No! Including every job, from your paper round at 13-years-old onwards, isn’t necessary and wastes valuable space. You should only list the experience that’s relevant to the job you’re applying for, with details on your responsibilities and achievements within each role.
It’s important to tailor your CV for each individual role, to make it as attractive to employers as possible. If you’re going for a wide range of jobs it’s a good idea to have more than one CV, to give yourself the best possible chance.
“And include your reasons for moving on from each one”
Your employment history shouldn’t simply be a list of the jobs you’ve had, with a couple of details of each role. It should cover the relevant roles with details on what you achieved, and it certainly shouldn’t include the reasons for moving on!
Yes, employers will certainly want to know this, but that comes at the interview stage. It’s important to keep your CV as positive as possible, so detailing the fact that you fell out with your manager and had to leave one of your jobs won’t look good!
‘You should mention your hobbies and interests’
It can be tempting to show you’re not a robot by including some details on your personal life. Yet at this stage recruiters and employers are only concerned with your experience and what you can bring to the role.
Figuring out whether you’ll fit in to their workplace, and whether they’ll be able to work with you, comes when they meet you face-to-face.

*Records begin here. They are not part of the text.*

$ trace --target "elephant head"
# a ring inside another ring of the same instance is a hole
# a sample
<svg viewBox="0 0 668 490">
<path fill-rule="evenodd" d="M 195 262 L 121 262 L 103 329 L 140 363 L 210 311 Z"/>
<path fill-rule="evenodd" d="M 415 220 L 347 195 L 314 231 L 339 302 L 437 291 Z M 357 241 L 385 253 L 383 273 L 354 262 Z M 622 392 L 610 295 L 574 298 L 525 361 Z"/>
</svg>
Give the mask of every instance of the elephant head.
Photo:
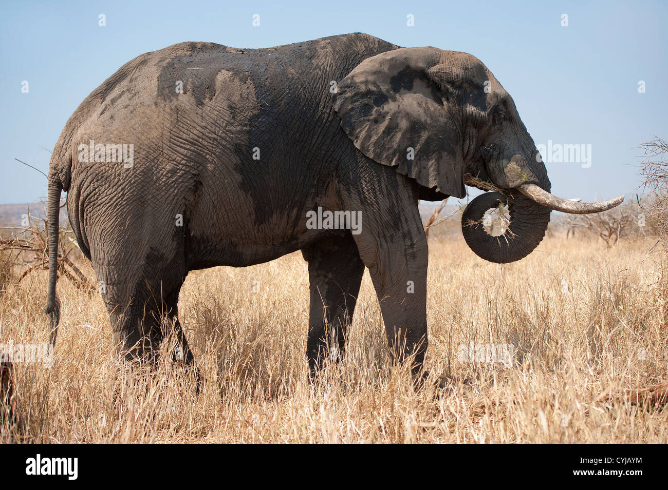
<svg viewBox="0 0 668 490">
<path fill-rule="evenodd" d="M 434 47 L 383 53 L 344 78 L 333 102 L 357 149 L 413 179 L 432 200 L 465 197 L 465 183 L 497 191 L 474 199 L 462 217 L 467 243 L 486 260 L 512 262 L 530 253 L 552 209 L 598 212 L 623 199 L 583 203 L 550 194 L 512 99 L 471 55 Z M 499 239 L 482 222 L 502 205 L 510 223 Z"/>
</svg>

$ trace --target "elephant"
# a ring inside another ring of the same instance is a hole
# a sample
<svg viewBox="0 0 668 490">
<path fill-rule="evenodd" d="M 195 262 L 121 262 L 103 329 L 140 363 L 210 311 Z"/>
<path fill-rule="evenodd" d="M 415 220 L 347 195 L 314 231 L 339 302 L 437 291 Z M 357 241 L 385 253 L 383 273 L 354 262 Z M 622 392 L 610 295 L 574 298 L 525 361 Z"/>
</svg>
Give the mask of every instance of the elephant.
<svg viewBox="0 0 668 490">
<path fill-rule="evenodd" d="M 553 209 L 597 212 L 621 202 L 552 195 L 539 155 L 510 95 L 464 53 L 363 33 L 147 53 L 86 97 L 53 152 L 45 313 L 59 314 L 65 191 L 128 361 L 154 359 L 172 333 L 180 343 L 174 360 L 194 366 L 177 309 L 190 271 L 301 251 L 311 375 L 343 354 L 366 268 L 392 359 L 419 379 L 428 345 L 419 200 L 464 198 L 466 185 L 492 191 L 469 204 L 462 227 L 470 249 L 497 263 L 530 253 Z M 479 226 L 499 205 L 510 219 L 504 240 Z"/>
</svg>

‘You should include your references’
While it’s certainly a bonus to have a bank of glowing references from previous bosses, there’s no need to put them on your CV. Referencing comes much later in the recruitment process and is often just a way for employers to check that you’re claims of brilliance – or, at the very least, former employment – are true.
Putting references on your CV not only takes up invaluable space, but could look rather unprofessional. Think about it: if you’re listing the names and contact details of individuals on your CV, then sending that CV out, it doesn’t send a good message.